Elles sont également sensibles aux intempéries : à basse température, elles réalisent des structures plus simples avec de plus grands écarts entre les spirales pour éviter de passer trop de temps exposées au froid.

La sophistication cognitive est évidente dans la façon dont les araignées maintiennent et adaptent une toile après la construction également. Elles modifient la tension des brins de soie dans les zones les plus susceptibles de piéger les insectes sans méfiance, sur la base de leurs captures précédentes. Une tension accrue stimule la transmission des vibrations d’un insecte en difficulté, permettant à l’araignée en attente de réagir plus rapidement.

Elles modifient également les dimensions de la toile en fonction de la taille des proies trouvées localement. Elles peuvent même apprendre des quasi-accidents : si leurs proies frappent la toile mais s’échappent, les araignées déposeront plus de soie collante pour éviter que cela ne se reproduise à l’avenir.

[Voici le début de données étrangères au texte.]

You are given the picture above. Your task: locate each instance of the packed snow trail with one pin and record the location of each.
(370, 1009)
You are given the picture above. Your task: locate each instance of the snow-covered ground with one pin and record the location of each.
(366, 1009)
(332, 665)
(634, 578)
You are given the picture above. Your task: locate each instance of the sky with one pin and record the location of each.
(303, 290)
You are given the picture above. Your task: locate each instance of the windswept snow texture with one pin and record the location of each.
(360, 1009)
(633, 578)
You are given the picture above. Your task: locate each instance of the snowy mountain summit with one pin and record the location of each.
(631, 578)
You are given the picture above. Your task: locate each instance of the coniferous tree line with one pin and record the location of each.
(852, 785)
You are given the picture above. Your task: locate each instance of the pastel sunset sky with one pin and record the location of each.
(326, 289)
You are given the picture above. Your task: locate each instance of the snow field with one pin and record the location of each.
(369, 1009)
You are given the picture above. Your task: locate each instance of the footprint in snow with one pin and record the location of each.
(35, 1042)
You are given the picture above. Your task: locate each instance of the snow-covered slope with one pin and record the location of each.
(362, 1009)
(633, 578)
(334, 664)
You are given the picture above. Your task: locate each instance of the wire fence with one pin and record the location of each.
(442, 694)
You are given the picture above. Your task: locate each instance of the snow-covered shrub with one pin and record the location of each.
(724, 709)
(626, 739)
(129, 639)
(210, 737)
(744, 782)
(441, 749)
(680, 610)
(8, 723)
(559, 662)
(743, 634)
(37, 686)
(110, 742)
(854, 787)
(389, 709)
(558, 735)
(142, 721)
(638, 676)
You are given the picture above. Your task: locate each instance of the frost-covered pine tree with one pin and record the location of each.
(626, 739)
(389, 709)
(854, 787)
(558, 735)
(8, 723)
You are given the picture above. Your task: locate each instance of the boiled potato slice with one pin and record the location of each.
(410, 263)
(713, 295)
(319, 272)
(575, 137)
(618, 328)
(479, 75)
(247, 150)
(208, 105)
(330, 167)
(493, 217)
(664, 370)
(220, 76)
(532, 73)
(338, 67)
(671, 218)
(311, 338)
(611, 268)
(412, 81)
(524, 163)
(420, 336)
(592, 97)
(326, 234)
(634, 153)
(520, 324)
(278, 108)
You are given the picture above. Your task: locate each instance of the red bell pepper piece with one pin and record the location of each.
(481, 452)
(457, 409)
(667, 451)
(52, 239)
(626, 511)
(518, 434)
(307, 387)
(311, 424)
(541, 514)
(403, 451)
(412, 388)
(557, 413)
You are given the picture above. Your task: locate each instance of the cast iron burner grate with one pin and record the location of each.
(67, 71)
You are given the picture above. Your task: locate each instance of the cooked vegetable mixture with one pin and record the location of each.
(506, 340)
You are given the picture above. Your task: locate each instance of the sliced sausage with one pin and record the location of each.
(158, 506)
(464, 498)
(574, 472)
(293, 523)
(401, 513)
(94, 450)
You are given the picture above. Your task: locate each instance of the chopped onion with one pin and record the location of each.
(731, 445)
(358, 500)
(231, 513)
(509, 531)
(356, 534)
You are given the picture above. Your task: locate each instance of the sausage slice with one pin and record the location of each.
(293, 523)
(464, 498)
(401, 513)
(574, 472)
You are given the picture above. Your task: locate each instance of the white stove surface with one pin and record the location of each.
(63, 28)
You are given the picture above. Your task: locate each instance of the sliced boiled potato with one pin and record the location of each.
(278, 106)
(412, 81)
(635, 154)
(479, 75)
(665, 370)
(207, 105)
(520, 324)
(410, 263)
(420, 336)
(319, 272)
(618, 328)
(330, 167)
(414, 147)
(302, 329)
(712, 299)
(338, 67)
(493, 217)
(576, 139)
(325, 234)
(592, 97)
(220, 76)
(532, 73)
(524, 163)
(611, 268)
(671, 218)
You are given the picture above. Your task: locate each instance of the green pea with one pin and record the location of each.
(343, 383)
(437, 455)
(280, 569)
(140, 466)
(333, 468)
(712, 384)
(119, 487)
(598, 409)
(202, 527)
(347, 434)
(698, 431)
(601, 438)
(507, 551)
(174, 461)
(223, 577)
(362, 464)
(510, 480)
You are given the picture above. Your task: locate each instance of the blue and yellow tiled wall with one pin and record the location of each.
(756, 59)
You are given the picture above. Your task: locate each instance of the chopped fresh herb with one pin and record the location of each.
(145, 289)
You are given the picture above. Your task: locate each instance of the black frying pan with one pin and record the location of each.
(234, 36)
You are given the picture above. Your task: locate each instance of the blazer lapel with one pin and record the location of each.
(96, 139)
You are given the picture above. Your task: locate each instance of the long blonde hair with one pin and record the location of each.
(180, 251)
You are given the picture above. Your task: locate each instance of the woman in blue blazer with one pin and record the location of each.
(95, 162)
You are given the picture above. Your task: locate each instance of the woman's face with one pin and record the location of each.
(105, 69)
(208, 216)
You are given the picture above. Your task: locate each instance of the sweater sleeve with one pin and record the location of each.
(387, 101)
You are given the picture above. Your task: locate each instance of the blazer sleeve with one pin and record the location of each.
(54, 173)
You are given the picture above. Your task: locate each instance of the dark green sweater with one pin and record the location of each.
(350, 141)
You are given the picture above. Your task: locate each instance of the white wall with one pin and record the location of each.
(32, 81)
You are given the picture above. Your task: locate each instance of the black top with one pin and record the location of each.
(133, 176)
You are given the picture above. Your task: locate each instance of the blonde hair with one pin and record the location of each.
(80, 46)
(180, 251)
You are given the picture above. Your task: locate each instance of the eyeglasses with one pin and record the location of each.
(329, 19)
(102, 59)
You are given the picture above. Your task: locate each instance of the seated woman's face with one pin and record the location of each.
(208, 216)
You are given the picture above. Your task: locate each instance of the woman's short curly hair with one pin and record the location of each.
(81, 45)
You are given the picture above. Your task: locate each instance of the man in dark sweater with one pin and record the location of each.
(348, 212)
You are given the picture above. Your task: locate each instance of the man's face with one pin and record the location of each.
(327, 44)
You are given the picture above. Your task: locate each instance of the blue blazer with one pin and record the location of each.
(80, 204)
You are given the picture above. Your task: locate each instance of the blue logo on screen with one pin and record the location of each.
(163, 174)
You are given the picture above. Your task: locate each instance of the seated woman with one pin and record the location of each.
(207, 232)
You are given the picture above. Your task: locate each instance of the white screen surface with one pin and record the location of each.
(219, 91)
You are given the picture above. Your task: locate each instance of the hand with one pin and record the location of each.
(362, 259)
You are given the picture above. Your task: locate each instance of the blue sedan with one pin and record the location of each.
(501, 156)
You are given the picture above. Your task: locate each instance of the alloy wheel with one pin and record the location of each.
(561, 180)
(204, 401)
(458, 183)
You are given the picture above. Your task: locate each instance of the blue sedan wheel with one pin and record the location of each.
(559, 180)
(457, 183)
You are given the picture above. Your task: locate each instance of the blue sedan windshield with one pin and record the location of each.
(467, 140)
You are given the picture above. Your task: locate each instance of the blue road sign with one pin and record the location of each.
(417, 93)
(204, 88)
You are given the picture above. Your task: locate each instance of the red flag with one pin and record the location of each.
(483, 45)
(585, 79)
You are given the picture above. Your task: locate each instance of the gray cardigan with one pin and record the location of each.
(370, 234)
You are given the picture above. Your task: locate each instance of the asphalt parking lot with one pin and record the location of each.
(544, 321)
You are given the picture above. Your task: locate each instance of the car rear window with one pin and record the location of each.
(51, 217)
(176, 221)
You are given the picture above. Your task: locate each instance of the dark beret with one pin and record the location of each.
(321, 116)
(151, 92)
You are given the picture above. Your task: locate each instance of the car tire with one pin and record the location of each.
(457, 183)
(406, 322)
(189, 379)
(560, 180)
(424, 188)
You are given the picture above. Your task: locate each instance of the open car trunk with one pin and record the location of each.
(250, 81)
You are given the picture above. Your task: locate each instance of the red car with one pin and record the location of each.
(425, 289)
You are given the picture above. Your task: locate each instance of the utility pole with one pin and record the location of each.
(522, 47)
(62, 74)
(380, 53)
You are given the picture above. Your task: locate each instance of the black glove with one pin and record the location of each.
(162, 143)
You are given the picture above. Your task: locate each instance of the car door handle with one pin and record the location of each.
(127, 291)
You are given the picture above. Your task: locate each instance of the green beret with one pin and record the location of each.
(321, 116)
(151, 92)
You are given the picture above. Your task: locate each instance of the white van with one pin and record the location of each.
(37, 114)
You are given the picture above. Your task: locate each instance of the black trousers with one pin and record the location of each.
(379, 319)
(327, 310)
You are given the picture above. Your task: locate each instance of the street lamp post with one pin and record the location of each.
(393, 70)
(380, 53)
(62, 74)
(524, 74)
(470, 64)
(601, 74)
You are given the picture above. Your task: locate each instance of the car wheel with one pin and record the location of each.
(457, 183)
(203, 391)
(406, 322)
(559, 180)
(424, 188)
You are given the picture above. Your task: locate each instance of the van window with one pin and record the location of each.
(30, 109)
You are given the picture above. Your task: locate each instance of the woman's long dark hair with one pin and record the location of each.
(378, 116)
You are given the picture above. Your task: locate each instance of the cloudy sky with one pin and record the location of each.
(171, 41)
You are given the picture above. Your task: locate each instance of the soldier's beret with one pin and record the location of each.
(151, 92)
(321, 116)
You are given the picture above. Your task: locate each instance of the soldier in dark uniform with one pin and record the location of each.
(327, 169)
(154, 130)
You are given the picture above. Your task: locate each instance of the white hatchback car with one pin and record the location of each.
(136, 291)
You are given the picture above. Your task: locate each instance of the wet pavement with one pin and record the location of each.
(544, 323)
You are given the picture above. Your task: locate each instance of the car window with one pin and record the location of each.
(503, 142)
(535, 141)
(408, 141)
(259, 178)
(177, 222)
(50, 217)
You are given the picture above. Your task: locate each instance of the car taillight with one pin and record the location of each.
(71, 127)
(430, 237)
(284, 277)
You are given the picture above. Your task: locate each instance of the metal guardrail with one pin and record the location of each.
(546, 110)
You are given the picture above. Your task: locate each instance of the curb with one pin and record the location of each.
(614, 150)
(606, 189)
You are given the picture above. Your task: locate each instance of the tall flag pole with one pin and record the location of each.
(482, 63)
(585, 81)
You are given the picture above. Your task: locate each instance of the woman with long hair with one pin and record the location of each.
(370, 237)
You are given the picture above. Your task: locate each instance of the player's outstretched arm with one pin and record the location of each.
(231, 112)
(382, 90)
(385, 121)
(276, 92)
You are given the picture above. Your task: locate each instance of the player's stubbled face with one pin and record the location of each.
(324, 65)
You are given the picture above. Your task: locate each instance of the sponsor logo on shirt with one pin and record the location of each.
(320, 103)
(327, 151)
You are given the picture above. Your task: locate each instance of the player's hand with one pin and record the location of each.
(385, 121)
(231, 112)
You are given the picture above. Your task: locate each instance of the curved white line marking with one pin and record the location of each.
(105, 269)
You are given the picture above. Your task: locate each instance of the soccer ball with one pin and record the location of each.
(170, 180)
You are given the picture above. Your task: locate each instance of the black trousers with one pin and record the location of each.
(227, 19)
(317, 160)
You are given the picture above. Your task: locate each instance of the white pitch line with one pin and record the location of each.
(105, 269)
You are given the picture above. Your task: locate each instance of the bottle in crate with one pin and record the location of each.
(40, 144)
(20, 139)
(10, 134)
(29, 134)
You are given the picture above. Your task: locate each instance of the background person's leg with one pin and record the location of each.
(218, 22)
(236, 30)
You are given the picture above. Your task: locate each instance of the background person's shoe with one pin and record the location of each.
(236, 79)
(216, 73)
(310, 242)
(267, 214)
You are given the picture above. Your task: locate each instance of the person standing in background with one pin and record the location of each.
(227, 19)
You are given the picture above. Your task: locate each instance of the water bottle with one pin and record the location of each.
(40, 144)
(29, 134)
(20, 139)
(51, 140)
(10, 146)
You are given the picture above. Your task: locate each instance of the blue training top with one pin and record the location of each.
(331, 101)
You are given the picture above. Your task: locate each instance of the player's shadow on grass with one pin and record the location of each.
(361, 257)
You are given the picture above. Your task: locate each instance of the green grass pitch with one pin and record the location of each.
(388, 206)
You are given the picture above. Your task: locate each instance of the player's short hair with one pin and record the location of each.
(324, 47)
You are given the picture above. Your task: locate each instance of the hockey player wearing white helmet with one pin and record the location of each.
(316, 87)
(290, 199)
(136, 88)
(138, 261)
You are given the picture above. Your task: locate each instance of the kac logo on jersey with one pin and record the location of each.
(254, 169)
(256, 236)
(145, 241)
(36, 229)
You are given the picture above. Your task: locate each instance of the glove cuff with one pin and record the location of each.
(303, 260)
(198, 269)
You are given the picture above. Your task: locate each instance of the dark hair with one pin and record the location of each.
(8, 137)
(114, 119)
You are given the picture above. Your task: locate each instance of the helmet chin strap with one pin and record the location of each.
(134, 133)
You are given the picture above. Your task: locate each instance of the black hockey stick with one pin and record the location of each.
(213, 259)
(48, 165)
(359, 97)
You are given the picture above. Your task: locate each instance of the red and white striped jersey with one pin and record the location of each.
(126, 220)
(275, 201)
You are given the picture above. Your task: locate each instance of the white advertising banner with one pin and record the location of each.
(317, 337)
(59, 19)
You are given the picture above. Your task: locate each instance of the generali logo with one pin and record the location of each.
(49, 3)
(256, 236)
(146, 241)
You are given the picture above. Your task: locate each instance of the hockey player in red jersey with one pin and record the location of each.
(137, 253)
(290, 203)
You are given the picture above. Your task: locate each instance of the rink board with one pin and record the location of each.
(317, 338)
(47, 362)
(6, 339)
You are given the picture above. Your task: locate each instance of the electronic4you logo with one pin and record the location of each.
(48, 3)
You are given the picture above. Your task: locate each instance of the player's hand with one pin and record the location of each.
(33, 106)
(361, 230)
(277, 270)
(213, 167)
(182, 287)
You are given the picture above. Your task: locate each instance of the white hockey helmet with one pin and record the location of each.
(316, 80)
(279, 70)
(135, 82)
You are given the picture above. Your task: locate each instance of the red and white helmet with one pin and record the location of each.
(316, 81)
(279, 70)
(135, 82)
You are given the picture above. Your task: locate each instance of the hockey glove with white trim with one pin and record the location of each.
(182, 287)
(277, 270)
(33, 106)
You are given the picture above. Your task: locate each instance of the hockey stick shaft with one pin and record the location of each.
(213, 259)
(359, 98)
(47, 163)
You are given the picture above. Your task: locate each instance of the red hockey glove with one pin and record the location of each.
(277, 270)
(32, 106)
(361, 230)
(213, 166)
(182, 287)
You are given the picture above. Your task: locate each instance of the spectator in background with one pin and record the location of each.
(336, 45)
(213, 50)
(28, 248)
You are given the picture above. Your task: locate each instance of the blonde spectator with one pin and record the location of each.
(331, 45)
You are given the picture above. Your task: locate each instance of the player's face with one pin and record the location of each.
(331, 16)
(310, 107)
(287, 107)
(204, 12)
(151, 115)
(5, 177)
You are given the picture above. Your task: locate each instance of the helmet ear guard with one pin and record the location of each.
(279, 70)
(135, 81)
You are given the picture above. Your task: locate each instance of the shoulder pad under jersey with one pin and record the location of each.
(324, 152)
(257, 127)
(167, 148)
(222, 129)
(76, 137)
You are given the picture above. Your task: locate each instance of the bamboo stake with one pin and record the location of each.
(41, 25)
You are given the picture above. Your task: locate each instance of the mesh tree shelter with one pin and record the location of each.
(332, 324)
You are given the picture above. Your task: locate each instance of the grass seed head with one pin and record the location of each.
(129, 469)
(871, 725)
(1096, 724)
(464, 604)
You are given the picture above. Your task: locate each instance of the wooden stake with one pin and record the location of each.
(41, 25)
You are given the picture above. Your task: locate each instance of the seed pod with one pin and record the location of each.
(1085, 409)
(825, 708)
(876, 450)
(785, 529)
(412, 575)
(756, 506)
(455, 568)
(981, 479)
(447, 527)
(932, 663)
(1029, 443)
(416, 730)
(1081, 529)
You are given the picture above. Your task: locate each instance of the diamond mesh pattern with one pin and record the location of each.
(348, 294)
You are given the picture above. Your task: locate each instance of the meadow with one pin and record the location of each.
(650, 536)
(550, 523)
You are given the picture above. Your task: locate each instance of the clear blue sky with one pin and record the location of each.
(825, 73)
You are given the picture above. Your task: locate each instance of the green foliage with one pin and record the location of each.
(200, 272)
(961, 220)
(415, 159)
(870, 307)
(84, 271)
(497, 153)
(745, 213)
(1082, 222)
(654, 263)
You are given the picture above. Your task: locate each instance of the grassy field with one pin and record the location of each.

Araignées Porta : elles établissent des cartes mentales de leur espace

Les araignées sont un groupe varié, mais les espèces aux styles de vie très différents se révèlent tout aussi intelligentes. Prenez des araignées sauteuses appartenant au genre Portia. Leurs proies préférées sont d’autres araignées, qui peuvent atteindre jusqu’à deux fois leur propre taille. Elles ont développé une vue étonnante pour ce faire. « Elles chassent comme de minuscules chats » explique Fiona Cross, de l’Université de Canterbury, en Nouvelle-Zélande. Cela implique souvent une préméditation et une planification minutieuse de l’itinéraire, comme le révèle sa recherche.

En collaboration avec son collègue Robert Jackson, Cross a placé une Portia sur une tour dans un réservoir d’eau — comme les chats, elles détestent se mouiller. De ce point de vue, elles pouvaient voir deux voies flottantes, dont l’une menait à une proie sur une autre tour. Bien que la proie soit hors de vue une fois les araignées descendues, elles choisissent invariablement la bonne route, suggérant qu’elles élaborent une carte mémorielle.

chemins porta

Graphique montrant le nombre d’araignées ayant pris le bon chemin (direct ou indirect) et le mauvais chemin. La majorité des araignées sont parvenues à emprunter le chemin correct le plus court, indiquant une capacité à établir des cartes mémorielles de leur environnement. Crédits : Fiona R. Cross et Robert R. Jackson

Dans une autre expérience, Cross et Jackson ont fourni deux itinéraires : les deux menaient à la proie, mais l’un était plus court. La plupart des araignées ont choisi le chemin le plus rapide. Dans la nature, les araignées utilisent ce type de préméditation pour tendre une embuscade à des proies dangereuses par derrière.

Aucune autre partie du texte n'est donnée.